Collectors are perhaps the most researched and tested part of the solar thermal system. They have been subject to technical development to improve efficiency of the historical flat-plate collector and continuously evolved through the use of new materials, new designs and cost bases. The increased competition in Europe due to the importation of collectors from manufacturing areas in the East, has shifted the balance between flat-plate and evacuated-tube collectors and place new requirements for effective assessment of quality, given the lifespan of the use. European standards for the testing of collectors have been defioned for factory made collectors EN 12975, custom-made collectors EN 12976 and manufacturers solar systems EN 12977. These define tests for performance standards as well as test for durability and weatherproofing. In addition the Solar Keymark standard has been adopted to further authenticate collector quality. The collector testing is carried out at a number of centres throughout Europe, many of which will publish the result certificates online. It should be remembered however that it is system effectiveness in use that is most important and that some of variations in collector performance may not reflect the same changes in system performance.

Aperature & Absorber Collector Areas

In the interpretation of collector test certificates, manufacturer's datasheets or the outputs from system sizing, it is important to understand the area that is being discussed. The most important area is the collector aperture area. For a flat-plate, this is the area of the absorber plate that is open to the sunlight and is therefore capable of generating heat. The absorber are is the physical area of the collector plate part of which may be obscured by the edges of the collector.

In vacuum tube collectors, the aperature area is slightly bigger than the absorber area. The absorber is the flat plate inside the tube (in the high efficiency collectors) or the coated surface in the Sydney type vacuum collectors. The absorber area is the outside diameter of the glass tube.

The gross surface area is another measure used. This is the roof area that a collector will require. Vacuum tube panels have gaps between their tubes so for a given aperature area, they will require more roof space than a flat plate collector.

Flat Plate Collectors

Sunlight passes through the glazing and strikes the absorber plate, which heats up, changing solar energy into heat energy. The heat is transferred to liquid passing through pipes attached to the absorber plate. Absorber plates are commonly painted with "selective coatings," these coatings absorb UV and visible radiation, but are poor emitters of longer wave infrared so that they retain heat much better than ordinary black paint. Absorber plates themselves are made from copper welded to a copper pipe.

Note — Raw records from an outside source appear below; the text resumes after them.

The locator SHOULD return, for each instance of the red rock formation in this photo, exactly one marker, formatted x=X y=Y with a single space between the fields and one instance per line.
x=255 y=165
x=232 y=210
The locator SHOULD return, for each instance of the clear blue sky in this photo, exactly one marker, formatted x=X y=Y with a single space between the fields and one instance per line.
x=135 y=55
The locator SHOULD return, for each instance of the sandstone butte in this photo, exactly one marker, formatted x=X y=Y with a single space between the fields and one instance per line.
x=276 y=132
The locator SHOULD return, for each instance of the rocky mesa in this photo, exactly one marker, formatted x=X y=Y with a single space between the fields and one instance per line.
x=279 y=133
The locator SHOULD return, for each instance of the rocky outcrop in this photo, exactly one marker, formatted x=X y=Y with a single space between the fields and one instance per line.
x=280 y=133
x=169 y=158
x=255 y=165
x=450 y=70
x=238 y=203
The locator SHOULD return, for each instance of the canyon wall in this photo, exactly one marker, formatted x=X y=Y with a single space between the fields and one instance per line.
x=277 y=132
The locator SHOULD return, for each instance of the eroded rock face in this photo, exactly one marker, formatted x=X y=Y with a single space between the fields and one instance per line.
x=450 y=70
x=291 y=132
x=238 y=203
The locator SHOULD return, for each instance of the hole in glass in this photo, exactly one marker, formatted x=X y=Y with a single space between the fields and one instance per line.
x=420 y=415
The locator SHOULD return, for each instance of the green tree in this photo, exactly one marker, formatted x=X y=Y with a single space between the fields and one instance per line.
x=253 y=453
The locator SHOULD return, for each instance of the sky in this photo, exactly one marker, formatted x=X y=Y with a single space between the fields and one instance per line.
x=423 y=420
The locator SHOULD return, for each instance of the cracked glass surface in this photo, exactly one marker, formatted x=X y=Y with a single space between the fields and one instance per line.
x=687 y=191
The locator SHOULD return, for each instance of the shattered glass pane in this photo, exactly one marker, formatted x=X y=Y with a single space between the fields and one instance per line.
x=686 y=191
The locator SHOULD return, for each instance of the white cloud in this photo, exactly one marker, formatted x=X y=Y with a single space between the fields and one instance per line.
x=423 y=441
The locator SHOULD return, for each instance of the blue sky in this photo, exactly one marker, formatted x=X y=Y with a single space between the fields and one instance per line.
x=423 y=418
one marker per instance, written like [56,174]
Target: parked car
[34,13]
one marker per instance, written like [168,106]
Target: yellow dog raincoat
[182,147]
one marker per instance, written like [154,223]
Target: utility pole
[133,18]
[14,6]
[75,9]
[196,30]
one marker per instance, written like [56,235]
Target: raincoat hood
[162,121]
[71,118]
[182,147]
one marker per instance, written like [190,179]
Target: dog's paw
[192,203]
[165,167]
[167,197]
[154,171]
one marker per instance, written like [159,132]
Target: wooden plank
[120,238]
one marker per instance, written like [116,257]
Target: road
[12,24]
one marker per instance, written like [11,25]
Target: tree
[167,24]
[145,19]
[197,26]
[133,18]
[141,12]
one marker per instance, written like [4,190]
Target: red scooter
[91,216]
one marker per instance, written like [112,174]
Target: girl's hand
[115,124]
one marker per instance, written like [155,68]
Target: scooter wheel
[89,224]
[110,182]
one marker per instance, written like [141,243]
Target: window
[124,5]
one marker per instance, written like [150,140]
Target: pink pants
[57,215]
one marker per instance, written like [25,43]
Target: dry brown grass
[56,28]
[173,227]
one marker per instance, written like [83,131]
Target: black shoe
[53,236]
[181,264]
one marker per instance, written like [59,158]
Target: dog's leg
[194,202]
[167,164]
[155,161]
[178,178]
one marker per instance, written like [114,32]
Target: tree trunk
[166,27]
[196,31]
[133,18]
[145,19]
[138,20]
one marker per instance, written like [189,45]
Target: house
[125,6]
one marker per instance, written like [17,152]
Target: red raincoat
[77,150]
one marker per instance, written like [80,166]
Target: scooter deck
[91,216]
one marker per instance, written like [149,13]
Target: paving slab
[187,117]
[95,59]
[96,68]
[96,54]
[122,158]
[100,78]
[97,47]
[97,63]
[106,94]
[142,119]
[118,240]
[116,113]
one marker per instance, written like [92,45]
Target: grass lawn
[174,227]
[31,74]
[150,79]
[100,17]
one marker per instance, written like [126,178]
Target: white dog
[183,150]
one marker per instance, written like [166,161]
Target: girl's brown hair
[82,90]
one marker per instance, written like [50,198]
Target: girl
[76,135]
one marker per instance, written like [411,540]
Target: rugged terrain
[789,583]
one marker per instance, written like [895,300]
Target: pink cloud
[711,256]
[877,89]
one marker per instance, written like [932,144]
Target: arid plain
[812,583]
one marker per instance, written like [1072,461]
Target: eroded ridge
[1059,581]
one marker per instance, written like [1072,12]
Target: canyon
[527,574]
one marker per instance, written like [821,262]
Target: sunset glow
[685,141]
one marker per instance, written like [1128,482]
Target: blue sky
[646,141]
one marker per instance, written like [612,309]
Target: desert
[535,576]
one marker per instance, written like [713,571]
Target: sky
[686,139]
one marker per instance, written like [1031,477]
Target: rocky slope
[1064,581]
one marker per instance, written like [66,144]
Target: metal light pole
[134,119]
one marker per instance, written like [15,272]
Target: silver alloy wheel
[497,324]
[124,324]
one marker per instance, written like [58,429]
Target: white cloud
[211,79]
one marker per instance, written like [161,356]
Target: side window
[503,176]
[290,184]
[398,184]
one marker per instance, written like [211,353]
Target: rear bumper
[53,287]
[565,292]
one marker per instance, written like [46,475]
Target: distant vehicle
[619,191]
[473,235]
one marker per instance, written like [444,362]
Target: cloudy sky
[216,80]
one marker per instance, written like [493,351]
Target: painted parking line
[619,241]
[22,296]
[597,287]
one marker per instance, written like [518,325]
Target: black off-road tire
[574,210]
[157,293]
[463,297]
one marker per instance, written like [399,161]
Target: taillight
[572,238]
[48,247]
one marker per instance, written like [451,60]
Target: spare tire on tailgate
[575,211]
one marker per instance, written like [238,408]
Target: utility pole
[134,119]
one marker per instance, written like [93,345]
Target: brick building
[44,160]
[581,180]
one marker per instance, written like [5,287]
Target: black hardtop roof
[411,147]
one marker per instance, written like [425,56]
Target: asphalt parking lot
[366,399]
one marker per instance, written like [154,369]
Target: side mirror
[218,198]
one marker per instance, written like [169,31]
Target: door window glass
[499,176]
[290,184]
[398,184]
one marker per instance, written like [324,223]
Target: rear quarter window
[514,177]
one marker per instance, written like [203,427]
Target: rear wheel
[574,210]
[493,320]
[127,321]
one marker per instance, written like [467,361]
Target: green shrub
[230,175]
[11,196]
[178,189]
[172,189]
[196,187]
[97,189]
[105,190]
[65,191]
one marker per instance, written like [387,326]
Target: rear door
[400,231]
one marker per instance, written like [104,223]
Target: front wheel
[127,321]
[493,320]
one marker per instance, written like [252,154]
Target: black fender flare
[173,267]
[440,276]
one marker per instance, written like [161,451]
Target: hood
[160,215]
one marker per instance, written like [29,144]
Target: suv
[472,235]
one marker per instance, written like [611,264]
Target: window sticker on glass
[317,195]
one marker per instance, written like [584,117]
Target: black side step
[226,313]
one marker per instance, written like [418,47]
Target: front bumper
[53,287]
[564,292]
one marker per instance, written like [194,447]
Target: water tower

Sometimes non-selective coatings may be employed to increase heat losses at high temperatures and prevent a solar panel from boiling, The Solartwin system which deliberatley uses a non-selective coating to prevent overheating. Non-selective panels were more common in the past because of the increased cost of selective coatings. They are relatively uncommon in the marketplace, but may enjoy a renaissance as a cheap non-stagnating panel. However deliberatly decreasing the efficiency of the panel should be compensated for by increasing its collecting area.

Layout of pipe work

Serpentine

A Serpentine arrangement is where the same tube "snakes" its way from the bottom of the panel to the top of the panel. Efficiency is reduced slightly as the top of the panel tends to be hotter and therefore has higher thermal losses. The pumped pressure drop across the panel will be greater than for a parallel tube type arrangement, which will limit the number of panels that can be placed in series. Purging air from the panel generally poses no great problems as there are no possibilities for the antifreeze mix to take a parallel path, so generally air is easily removed when filling.

Parallel Tube

This is the most common pipework arrangement. Two manifolds, normally 22mm copper pipe are connected within the panel by a series of copper tubes (8mm or 10mm are the most common sizes). The colder water is fed into the bottom and the hot is drawn off the top. It is simple and cost-effective to manufacture hence its popularity.

Hybrid / PreHeat

This is a variation on the parallel tube type. The cold and hot feed are both on the top, but the top manifold is crimped to force the antifreeze mix to flow down the frist 3 or 4 tubes to the bottom manifold. This increases the temperature of the output of the panel.

Vacuum Tube Collectors

In essence there are two main types, the single clear walled tube with a convential plate absorber inside, and the second type, is made up of a double walled glass tube with the absorber coating sprayed onto the inside wall. Because this type of collector was developed in the University of Sydney, it is commonly referred to as the 'Sydney' vacuum tube or occassionaly as the 'Phillips' tube.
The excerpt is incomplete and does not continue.